Day of non-violence urged to remember Dr. Martin Luther King Jr
Story by Reuters
Written by David Beasley
People worldwide should honor the memory of Rev. Dr Martin Luther King Jr. by making Monday a "no shots fired" day and ringing church bells in support of non-violence, urged the daughter of the slain U.S. civil rights leader.
Church services and tributes will be held across the United States to commemorate King's 85th birthday on Monday, a federal holiday. At the same time, there is a push for a new monument and possibly a major movie production from director Oliver Stone.
"Dr. King's philosophy of non-violence is more relevant, I believe, than it was 10 years ago," King's daughter, Bernice, told Reuters.
In a time of school shootings and increasingly violent movies, television shows and video games, his message of non-violence should continue to resonate, said his daughter, chief executive officer of the Atlanta-based Martin Luther King Center which promotes his philosophy of non-violence.
"America has an enormous appetite for violence.

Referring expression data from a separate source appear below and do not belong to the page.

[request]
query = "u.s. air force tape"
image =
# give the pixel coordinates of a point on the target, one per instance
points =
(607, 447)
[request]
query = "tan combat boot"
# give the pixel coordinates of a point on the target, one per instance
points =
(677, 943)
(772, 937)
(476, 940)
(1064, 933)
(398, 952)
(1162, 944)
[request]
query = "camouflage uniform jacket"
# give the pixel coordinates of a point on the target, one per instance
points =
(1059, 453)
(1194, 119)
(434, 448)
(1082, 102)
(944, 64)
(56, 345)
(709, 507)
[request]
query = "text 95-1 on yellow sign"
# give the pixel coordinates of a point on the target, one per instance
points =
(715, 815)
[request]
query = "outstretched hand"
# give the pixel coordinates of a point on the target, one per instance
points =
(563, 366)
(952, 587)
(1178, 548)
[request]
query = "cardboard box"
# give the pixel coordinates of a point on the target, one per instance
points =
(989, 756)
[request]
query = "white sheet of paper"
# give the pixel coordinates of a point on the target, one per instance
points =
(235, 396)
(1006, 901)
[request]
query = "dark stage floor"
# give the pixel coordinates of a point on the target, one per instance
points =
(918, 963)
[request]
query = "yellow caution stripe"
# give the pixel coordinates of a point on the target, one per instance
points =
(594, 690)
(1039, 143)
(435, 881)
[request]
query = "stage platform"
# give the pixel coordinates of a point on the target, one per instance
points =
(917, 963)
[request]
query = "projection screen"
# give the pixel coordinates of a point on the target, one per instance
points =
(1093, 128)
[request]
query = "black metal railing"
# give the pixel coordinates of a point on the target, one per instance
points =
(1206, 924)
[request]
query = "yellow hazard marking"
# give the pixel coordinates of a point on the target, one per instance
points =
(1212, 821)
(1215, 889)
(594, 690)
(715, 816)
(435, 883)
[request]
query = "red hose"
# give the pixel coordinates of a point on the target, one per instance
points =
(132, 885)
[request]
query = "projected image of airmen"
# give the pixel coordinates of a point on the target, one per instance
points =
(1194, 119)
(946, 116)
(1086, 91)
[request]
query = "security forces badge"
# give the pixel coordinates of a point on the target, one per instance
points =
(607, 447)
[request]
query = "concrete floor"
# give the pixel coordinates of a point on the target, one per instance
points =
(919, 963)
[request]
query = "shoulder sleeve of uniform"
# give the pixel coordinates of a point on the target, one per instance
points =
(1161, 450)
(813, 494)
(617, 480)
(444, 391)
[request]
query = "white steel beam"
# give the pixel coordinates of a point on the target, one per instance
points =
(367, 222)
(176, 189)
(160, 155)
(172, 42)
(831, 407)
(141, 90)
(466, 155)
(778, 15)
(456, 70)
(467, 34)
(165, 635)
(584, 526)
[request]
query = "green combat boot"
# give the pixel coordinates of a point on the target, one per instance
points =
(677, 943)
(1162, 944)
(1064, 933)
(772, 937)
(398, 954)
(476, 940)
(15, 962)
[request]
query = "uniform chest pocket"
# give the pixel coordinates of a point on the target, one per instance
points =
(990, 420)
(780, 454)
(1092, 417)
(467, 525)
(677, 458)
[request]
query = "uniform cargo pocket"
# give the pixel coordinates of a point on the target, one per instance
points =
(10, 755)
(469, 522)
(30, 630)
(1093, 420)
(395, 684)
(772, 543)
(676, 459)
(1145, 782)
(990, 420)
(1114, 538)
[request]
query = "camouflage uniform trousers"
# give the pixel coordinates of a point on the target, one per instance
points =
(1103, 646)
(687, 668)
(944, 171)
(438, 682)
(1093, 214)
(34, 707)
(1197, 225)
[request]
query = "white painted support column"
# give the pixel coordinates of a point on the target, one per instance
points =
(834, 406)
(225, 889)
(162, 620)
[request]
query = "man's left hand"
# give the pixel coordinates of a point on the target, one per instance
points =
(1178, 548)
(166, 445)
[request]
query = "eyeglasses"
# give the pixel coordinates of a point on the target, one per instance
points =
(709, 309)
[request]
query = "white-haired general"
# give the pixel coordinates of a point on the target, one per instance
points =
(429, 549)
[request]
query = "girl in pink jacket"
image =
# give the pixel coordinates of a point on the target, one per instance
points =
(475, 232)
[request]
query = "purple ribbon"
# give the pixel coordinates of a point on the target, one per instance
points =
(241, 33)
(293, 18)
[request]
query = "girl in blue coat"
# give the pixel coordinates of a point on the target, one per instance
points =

I don't know why we have such an affinity for that, but I do know it has to stop," she said.
As part of the birthday tributes, the Atlanta branch of the National Association for the Advancement of Colored People (NAACP) began a gun buyback program, hoping to get 1,000 weapons off the city's streets.
King, who received the Nobel Peace Prize in 1964, was assassinated four years later in Memphis, Tennessee.
MOVIE MOOTED
As this year's holiday approached, lawmakers in King's home state of Georgia introduced a bill to erect a new statue honoring him on the steps of the Georgia Capitol in Atlanta, five blocks from where he was born on January 15, 1929.
The statue would replace another of the late Georgia Senator Thomas Watson, who was known for his racist, anti-Semitic and anti-Catholic views. The Watson statue was moved late last year to a park across the street from the Capitol.
In another project aimed at examining King and his role in American history, movie director Oliver Stone said in late 2013 he was interested in directing a film about King, with actor Jamie Foxx playing the lead role, according to media reports.
Crowds are expected to gather on the National Mall in Washington, where a 30-foot (9-meter) statue of King was unveiled in 2011. Park ranger Jan Buerger said talks and tours were planned there to commemorate King's birthday.
The city of San Marcos, Texas, will honor what it sees as two great civil rights pioneers, King and the late President Lyndon Johnson, by inaugurating a monument at the intersection where streets named after the two figures meet.
Johnson went to college at Texas State University in San Marcos from 1927-1930.
In what has been dubbed the Crossroads Memorial Project, an oval plaque will be put up on the corner where streets named after King and Johnson join, bearing the phrase "To Stand up for Another's Freedom Is To Free Yourself", written in English and a host of other languages.
"NON-VIOLENT REVOLT"
As a young minister in Montgomery, Alabama, in 1955, King led a bus boycott that was sparked when Rosa Parks, a black woman, refused to relinquish her seat to a white passenger.
In his autobiography, King called the Montgomery bus boycott "the first flash of organized sustained mass action and non-violent revolt against the Southern way of life."
He later moved back to Atlanta, where he led the national civil rights movement as president of the Southern Christian Leadership Conference.
For the first time, the National Civil Rights Museum in Memphis, which includes the Lorraine Motel where King was assassinated, will publicly play a recording of a 1960 interview with him discussing the civil rights movement.
Magician David Copperfield donated the tape to the museum in 2012.
"The national holiday is always a big visitation day," said Barbara Andrews, the museum's education director. "Thousands of people will come to pay their respects to Dr. King and the civil rights movement."